Unavailability as a witness includes situations in which the declarant is absent from the hearing and the proponent of his/her statement has been unable to procure his/her attendance by process or other reasonable means. The four factors bearing on the psychological unavailability of a witness are the probability of psychological injury as a result of testifying, the degree of the anticipated injury, the expected duration of the injury, and whether the expected psychological injury is substantially greater than that of the average victim of a rape, kidnapping, or terrorist act.

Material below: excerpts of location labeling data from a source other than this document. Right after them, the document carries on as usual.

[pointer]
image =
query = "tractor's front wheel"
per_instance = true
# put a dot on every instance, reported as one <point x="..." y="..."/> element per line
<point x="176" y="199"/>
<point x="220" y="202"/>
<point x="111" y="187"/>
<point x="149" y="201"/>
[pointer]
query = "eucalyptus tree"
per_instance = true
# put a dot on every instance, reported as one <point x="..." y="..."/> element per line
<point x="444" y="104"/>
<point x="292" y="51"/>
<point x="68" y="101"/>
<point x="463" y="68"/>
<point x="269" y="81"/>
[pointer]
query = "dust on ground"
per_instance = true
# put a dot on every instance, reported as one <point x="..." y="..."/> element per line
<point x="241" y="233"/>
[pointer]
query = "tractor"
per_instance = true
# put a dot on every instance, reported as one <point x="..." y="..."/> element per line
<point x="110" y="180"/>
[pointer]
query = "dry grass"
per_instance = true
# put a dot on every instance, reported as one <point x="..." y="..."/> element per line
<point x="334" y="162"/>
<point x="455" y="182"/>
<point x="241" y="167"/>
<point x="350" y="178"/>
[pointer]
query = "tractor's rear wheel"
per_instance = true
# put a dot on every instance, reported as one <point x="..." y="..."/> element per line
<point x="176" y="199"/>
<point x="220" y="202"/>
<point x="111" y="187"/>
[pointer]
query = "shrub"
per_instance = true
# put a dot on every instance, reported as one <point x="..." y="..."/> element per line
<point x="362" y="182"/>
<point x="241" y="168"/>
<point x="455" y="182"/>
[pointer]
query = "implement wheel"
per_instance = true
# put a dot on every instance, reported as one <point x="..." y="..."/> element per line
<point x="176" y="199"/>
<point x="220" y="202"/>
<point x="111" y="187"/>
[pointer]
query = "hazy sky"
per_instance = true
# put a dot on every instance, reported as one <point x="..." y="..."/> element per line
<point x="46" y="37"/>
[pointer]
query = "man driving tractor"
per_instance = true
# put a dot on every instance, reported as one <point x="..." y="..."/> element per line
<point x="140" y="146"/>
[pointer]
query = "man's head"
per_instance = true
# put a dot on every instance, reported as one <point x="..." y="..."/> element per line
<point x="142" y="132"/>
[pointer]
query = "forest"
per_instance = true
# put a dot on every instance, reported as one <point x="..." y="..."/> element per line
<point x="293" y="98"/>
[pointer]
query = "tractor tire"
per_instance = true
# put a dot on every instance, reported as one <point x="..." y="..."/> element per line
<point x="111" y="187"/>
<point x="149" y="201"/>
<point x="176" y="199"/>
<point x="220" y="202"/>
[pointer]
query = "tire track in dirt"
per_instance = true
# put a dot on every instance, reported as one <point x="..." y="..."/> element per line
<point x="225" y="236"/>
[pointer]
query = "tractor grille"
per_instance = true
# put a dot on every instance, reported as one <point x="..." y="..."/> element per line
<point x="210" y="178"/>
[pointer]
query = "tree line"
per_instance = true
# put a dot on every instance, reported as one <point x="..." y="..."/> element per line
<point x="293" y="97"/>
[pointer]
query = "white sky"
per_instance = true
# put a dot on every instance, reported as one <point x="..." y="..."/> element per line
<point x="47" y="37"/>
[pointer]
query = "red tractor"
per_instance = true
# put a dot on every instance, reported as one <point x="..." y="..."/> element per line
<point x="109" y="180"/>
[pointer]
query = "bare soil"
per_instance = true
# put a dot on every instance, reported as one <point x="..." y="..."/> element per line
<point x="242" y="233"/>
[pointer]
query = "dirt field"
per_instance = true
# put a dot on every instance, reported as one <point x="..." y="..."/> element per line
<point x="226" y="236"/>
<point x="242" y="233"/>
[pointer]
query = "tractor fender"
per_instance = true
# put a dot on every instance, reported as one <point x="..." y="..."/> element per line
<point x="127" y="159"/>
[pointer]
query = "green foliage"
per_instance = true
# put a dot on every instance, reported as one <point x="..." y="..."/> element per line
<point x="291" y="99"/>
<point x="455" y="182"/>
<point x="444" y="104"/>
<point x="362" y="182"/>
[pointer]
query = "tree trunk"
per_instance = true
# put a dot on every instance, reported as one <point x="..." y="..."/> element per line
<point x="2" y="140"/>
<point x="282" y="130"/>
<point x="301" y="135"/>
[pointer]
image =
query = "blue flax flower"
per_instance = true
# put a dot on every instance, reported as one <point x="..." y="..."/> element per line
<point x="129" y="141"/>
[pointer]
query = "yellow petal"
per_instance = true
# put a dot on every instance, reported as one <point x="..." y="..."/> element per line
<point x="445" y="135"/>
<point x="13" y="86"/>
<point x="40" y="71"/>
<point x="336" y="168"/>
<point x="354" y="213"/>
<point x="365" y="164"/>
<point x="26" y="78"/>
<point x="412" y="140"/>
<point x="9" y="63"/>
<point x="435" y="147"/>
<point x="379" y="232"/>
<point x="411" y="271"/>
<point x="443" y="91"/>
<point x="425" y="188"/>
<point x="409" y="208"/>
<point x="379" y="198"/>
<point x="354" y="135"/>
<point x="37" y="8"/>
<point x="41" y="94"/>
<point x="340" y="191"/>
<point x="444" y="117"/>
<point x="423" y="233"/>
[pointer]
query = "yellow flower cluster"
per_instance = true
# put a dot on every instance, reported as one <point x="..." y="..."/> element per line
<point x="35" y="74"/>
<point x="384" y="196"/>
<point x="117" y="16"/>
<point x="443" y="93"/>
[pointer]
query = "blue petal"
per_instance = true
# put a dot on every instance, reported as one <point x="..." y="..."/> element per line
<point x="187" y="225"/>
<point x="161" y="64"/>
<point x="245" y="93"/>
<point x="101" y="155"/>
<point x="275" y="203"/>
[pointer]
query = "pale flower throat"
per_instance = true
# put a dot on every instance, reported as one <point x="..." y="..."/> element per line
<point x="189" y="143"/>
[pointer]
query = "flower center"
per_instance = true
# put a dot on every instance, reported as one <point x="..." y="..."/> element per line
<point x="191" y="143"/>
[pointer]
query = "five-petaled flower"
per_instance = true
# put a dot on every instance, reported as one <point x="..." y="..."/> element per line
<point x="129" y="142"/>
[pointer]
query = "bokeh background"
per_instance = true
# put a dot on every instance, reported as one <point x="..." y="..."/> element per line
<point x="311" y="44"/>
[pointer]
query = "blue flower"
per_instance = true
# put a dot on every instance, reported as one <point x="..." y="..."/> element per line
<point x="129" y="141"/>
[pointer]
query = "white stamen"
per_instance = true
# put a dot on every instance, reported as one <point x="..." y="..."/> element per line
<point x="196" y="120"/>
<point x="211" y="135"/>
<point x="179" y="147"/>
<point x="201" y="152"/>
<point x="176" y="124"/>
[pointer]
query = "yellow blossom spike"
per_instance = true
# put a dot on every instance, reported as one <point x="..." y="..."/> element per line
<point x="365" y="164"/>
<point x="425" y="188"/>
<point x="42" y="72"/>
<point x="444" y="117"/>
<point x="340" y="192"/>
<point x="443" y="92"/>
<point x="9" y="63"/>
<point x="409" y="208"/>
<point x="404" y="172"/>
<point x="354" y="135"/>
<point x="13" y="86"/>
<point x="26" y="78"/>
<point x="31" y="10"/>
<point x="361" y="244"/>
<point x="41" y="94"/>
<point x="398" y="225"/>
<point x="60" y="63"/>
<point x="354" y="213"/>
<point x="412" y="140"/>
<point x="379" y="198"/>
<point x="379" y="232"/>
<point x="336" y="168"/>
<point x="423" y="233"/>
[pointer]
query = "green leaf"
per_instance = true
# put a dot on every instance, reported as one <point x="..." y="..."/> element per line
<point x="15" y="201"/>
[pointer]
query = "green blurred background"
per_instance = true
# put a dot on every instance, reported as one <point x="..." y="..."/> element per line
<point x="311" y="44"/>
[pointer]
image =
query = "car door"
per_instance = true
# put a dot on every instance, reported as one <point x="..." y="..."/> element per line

Following is an example of a federal statute defining the term “unavailability as a witness.” Pursuant to USCS Fed Rules Evid R 804 (a), “"Unavailability as a witness" includes situations in which the declarant—
(1) is exempted by ruling of the court on the ground of privilege from testifying concerning the subject matter of the declarant's statement; or
(2) persists in refusing to testify concerning the subject matter of the declarant's statement despite an order of the court to do so; or
(3) testifies to a lack of memory of the subject matter of the declarant's statement; or
(4) is unable to be present or to testify at the hearing because of death or then existing physical or mental illness or infirmity; or
(5) is absent from the hearing and the proponent of a statement has been unable to procure the declarant's attendance (or in the case of a hearsay exception under subdivision (b)(2), (3), or (4), the declarant's attendance or testimony) by process or other reasonable means.”